La reunión, celebrada en la sede de la Federación Estudiantil Universitaria (FEU), reunió a directivos de la empresa y funcionarios del gobierno con estudiantes de varias universidades capitalinas. El objetivo oficial era “evaluar avances” del llamado plan sectorial de acceso a internet, pero el trasfondo apunta a la presión generada por el descontento juvenil ante las limitaciones impuestas en los últimos años.
El plan en cuestión ofrece un paquete mensual de apenas seis gigabytes por 360 pesos cubanos, con una vigencia de 35 días. Para muchos estudiantes, esta oferta resulta insuficiente en un país donde el acceso a la información y la conectividad sigue siendo restringido y costoso en relación con los salarios.

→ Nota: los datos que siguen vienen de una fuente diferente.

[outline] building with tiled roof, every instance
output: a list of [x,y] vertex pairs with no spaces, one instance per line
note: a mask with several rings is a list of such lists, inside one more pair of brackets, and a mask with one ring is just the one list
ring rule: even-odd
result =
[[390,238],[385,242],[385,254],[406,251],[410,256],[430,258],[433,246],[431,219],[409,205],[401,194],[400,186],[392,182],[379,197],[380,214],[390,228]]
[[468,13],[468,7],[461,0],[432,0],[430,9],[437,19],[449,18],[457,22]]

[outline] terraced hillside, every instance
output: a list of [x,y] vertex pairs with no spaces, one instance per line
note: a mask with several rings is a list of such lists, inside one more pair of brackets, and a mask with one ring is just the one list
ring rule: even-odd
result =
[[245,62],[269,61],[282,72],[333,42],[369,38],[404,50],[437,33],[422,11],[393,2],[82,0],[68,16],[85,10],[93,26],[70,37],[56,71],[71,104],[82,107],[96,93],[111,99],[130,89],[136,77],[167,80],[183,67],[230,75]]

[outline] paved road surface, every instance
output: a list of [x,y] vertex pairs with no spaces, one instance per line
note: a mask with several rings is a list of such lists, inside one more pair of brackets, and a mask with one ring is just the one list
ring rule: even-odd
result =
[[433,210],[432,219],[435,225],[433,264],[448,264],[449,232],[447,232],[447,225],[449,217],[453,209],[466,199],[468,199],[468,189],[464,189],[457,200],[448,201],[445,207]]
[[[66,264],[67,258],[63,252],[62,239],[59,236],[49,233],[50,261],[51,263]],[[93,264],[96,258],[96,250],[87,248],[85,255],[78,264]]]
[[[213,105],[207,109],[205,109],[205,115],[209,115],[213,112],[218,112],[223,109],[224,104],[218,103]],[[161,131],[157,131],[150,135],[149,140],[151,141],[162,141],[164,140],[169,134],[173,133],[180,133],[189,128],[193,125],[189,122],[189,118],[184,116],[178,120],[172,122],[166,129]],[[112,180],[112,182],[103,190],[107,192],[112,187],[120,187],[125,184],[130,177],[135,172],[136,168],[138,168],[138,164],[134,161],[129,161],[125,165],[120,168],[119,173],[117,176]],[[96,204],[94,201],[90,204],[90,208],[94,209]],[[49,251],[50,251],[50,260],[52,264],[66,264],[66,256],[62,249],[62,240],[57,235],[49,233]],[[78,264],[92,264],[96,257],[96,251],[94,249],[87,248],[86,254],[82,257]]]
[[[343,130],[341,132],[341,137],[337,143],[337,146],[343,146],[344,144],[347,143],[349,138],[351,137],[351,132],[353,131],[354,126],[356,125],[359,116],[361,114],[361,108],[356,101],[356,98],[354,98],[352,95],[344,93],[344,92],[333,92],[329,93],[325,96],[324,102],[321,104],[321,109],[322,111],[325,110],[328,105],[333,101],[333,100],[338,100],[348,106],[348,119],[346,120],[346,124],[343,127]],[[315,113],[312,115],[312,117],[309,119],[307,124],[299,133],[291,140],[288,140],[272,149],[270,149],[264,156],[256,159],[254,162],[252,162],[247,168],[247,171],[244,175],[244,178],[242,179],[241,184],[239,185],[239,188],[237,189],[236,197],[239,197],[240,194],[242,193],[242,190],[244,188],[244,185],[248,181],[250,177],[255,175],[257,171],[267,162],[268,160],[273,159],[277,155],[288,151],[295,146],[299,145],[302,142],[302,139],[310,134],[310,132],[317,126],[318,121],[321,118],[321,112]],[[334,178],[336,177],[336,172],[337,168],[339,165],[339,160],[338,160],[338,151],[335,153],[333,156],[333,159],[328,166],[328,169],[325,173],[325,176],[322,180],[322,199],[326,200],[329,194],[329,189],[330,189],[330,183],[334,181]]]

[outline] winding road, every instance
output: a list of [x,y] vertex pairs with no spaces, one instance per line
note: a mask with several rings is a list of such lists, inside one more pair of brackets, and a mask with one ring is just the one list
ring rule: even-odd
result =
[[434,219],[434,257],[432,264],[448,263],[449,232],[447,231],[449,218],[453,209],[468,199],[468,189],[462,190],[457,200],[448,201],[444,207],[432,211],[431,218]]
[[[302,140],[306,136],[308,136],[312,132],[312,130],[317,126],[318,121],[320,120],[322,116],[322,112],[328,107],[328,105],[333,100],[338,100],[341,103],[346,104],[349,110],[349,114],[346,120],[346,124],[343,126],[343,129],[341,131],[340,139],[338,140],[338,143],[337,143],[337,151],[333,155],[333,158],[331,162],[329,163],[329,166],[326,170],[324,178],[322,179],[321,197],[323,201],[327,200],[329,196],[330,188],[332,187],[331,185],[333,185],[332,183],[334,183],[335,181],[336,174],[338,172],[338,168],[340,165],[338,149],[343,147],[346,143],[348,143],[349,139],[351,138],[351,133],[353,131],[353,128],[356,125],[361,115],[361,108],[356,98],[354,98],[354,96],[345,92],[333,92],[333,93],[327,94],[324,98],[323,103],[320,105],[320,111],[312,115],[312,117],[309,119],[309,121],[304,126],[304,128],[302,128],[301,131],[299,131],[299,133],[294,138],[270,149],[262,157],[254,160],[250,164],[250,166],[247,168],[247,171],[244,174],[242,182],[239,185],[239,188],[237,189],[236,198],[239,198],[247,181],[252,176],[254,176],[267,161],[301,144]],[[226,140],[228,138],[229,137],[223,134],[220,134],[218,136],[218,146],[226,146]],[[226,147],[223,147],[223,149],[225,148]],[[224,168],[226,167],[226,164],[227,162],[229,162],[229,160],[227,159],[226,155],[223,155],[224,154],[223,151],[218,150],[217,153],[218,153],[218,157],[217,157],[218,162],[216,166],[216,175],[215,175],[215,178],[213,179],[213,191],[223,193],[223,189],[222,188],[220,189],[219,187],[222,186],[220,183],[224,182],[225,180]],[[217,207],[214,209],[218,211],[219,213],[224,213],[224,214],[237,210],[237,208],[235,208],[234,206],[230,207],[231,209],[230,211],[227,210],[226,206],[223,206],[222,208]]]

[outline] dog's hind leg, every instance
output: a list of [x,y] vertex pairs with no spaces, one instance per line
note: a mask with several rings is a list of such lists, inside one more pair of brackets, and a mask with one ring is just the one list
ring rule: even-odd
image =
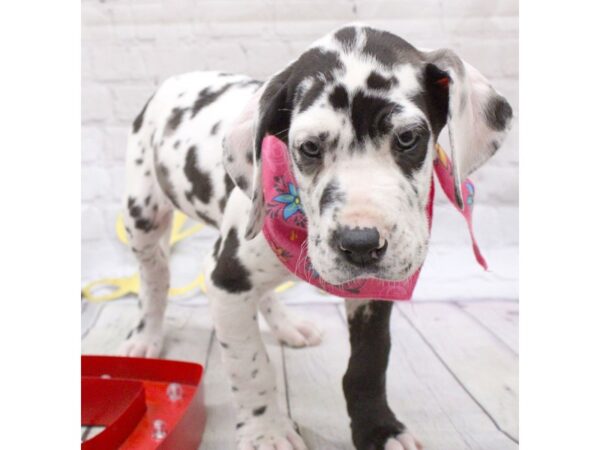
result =
[[270,293],[258,304],[273,335],[289,347],[311,347],[321,343],[322,331],[311,321],[291,311]]
[[[144,131],[144,130],[142,130]],[[169,290],[169,235],[173,205],[156,180],[152,139],[129,138],[124,222],[140,274],[140,318],[119,353],[157,357],[163,341],[163,319]]]

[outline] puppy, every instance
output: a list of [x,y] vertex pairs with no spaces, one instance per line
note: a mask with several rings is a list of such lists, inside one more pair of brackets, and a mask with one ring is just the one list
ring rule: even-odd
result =
[[[142,308],[122,352],[153,357],[161,350],[175,208],[218,228],[205,274],[237,446],[305,449],[277,405],[257,324],[260,310],[284,342],[320,340],[314,325],[271,297],[292,274],[261,233],[263,138],[287,145],[316,272],[335,285],[366,276],[403,280],[427,253],[425,209],[440,132],[449,129],[459,183],[498,150],[511,118],[507,101],[451,50],[421,51],[359,25],[318,40],[264,83],[218,72],[167,80],[128,142],[125,223]],[[356,230],[376,236],[376,257],[359,254],[367,237]],[[343,388],[358,449],[420,448],[386,400],[391,305],[346,301],[351,356]]]

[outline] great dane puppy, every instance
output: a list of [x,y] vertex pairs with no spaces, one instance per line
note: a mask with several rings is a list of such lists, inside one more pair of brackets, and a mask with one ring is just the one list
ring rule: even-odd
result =
[[[263,137],[288,146],[307,251],[320,276],[333,284],[367,275],[399,280],[427,252],[425,205],[442,128],[449,128],[460,181],[496,152],[511,118],[507,101],[451,50],[420,51],[361,25],[320,39],[265,83],[218,72],[167,80],[128,142],[125,222],[142,310],[123,353],[160,352],[174,209],[213,225],[220,237],[206,260],[207,294],[235,402],[237,446],[306,448],[277,405],[257,324],[260,310],[289,345],[320,340],[315,326],[271,296],[291,274],[261,233]],[[373,231],[377,242],[362,254]],[[351,356],[343,389],[358,449],[420,448],[386,400],[391,306],[346,300]]]

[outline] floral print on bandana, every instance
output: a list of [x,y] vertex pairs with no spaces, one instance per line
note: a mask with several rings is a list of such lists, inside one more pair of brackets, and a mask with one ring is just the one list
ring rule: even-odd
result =
[[281,214],[285,221],[293,219],[294,224],[305,228],[306,216],[296,185],[291,181],[286,182],[282,176],[276,176],[273,186],[278,195],[274,196],[272,201],[267,204],[269,216],[275,218]]

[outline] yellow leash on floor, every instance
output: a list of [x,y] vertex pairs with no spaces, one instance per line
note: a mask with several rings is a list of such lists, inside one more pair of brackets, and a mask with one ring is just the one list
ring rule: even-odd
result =
[[[171,238],[169,239],[169,245],[172,247],[179,241],[186,239],[194,234],[199,233],[203,228],[204,224],[195,224],[190,227],[185,227],[188,217],[179,212],[175,211],[173,216],[173,227],[171,229]],[[123,217],[119,215],[117,217],[116,232],[119,240],[128,245],[127,233],[125,232],[125,224],[123,223]],[[294,285],[293,281],[288,281],[279,285],[275,292],[283,292]],[[109,289],[110,292],[105,294],[94,294],[94,291],[104,291]],[[194,289],[200,289],[203,293],[206,293],[206,284],[204,283],[204,274],[201,273],[191,283],[182,287],[173,287],[169,289],[169,298],[181,297]],[[117,300],[125,297],[126,295],[139,294],[140,293],[140,275],[135,274],[128,277],[120,278],[103,278],[100,280],[92,281],[83,287],[81,295],[87,301],[92,303],[108,302],[111,300]]]

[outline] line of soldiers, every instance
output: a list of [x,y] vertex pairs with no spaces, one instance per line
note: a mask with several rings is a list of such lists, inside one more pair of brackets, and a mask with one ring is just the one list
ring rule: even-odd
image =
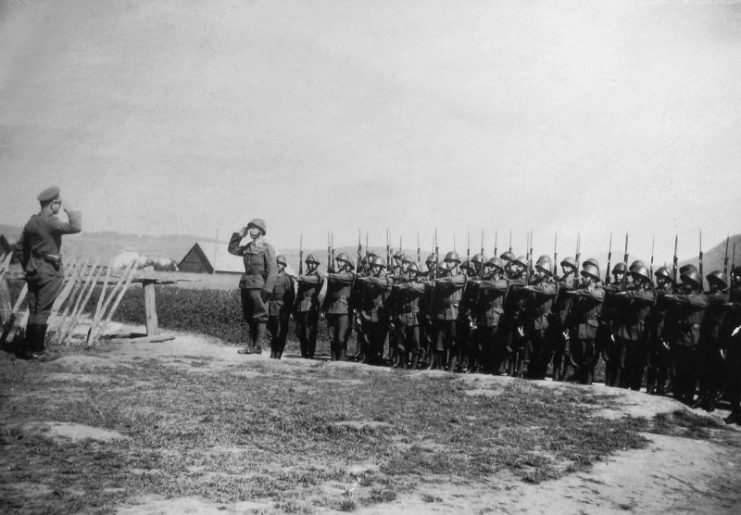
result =
[[[359,253],[360,257],[360,253]],[[618,263],[601,279],[590,258],[534,265],[511,251],[461,260],[451,251],[424,265],[403,252],[368,252],[356,268],[339,253],[320,271],[309,255],[297,278],[293,314],[303,357],[316,349],[326,317],[331,359],[347,358],[353,329],[370,364],[506,374],[591,384],[599,360],[605,383],[672,393],[708,411],[725,391],[729,422],[741,423],[741,266],[706,276],[693,265],[653,274],[640,261]],[[654,283],[655,280],[655,283]],[[725,388],[725,390],[724,390]]]

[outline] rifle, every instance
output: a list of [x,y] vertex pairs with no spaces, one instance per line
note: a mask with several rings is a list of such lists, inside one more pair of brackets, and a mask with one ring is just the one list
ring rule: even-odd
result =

Según versiones oficiales, este paquete surgió como respuesta a las demandas estudiantiles tras las medidas comerciales implementadas en 2025, que limitaron las recargas nacionales. Sin embargo, en la práctica, numerosos jóvenes continúan enfrentando dificultades para acceder al servicio, lo que ha alimentado críticas y reclamos en distintos espacios.
Durante el encuentro, directivos de Etecsa aseguraron que trabajan para ampliar el acceso al plan y ofrecieron incluso un canal de atención vía WhatsApp exclusivo para estudiantes. También se presentaron propuestas que, según dijeron, serán evaluadas.
No obstante, más allá del discurso oficial, el contexto en el que ocurre esta reunión es clave. En las últimas semanas, estudiantes universitarios han expresado su inconformidad por la precariedad del acceso a internet, considerado hoy una herramienta esencial tanto para la formación académica como para la vida cotidiana.
El hecho de que el encuentro haya sido encabezado por altos funcionarios del Ministerio de Comunicaciones y figuras vinculadas al aparato político evidencia la preocupación del régimen por el creciente malestar en uno de los sectores históricamente más vigilados: el universitario.
Estas medidas no representan una solución estructural, sino más bien un intento de desactivar el descontento mediante concesiones limitadas. En un país donde el acceso libre a la información sigue siendo un tema sensible, la conectividad se ha convertido en un punto de tensión entre la ciudadanía y el Estado.